PLWH were excluded if they had ≥1 prescription for ART during the baseline period (excluding prescriptions for FTC/TAF in the 14 days preceding the index date for the DTG + FTC/TAF cohort); had ≥1 diagnosis code for HIV-2 during the baseline period, had ≥1 diagnosis code for cirrhosis or hepatitis during the baseline period; had ≥1 diagnosis code for stage V chronic kidney disease or end-stage renal disease, or creatine clearance <15 mL/min during the baseline period; had ≥1 diagnosis code for pregnancy during the baseline period or on the index date; had ≥1 diagnosis code for cancer, except for resected non-invasive cutaneous squamous carcinoma, basal cell carcinoma, or cutaneous Kaposi’s sarcoma during the baseline period; or had a prescription for both DRV/c/FTC/TAF and DTG on the index date.

Study Measures

A description of the demographic and clinical characteristics during the baseline period was performed for the DRV/c/FTC/TAF or DTG + FTC/TAF cohorts. The baseline weight/BMI measurement was the measurement closest to the index date in the baseline period, or within 30 days post-index if no baseline measurements were available.
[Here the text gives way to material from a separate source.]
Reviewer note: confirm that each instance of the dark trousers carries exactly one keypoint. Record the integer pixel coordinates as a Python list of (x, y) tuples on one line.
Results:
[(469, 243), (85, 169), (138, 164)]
Time to weight or BMI increase of ≥5% or ≥10% above the baseline weight/BMI measurement was evaluated over the entire follow-up period and compared between the DRV/c/FTC/TAF and DTG + FTC/TAF cohorts. Change in BMI categories between the baseline and follow-up (ie, on-treatment measurement furthest from the index date) periods was described for the two cohorts separately. In addition, mean differences, as well as percentage increases (ie, >0% increase, ≥5% increase, and ≥10% increase) in weight and BMI between the baseline and follow-up periods were explored at 3-, 6-, 9-, and 12-month time points during the follow-up period and described in the DRV/c/FTC/TAF and DTG + FTC/TAF cohorts. Mean follow-up weight/BMI measurements for each time point were based on all weight/BMI measurements observed during the specific 3-month interval of interest.

Statistical Analysis

Baseline characteristics were balanced between PLWH in the DRV/c/FTC/TAF and DTG + FTC/TAF cohorts using inverse probability treatment weighting (IPTW). Weights were calculated based on propensity scores (PSs) obtained from a logistic regression model that included the following independent variables: age, sex at birth, race, geographic region, insurance plan type, year of the index date, Quan-Charlson Comorbidity index (Quan-CCI) excluding HIV-1 symptoms, hypertension, baseline BMI, use of medications associated with weight gain, and use of antihypertensives. For each individual, the IPTW-derived weight was calculated as 1/PS for PLWH in the DRV/c/FTC/TAF cohort and 1/(1-PS) for PLWH in the DTG + FTC/TAF cohort. In addition, IPTW-derived weights were normalized by the mean treatment weight. In the resulting IPTW-weighted sample, each individual’s contribution was based on their reweighted representation, and the IPTW-weighted sample size for each cohort was calculated as the sum of the IPTW-derived weight for each individual in that cohort. Therefore, even though the same individuals were included in the analysis before and after weighting, the IPTW-weighted sample size was different from the sample size before applying IPTW.²⁷ Based on the calculations above, the average treatment effect was obtained from the comparison of weight/BMI changes between the IPTW-weighted DRV/c/FTC/TAF and DTG + FTC/TAF cohorts.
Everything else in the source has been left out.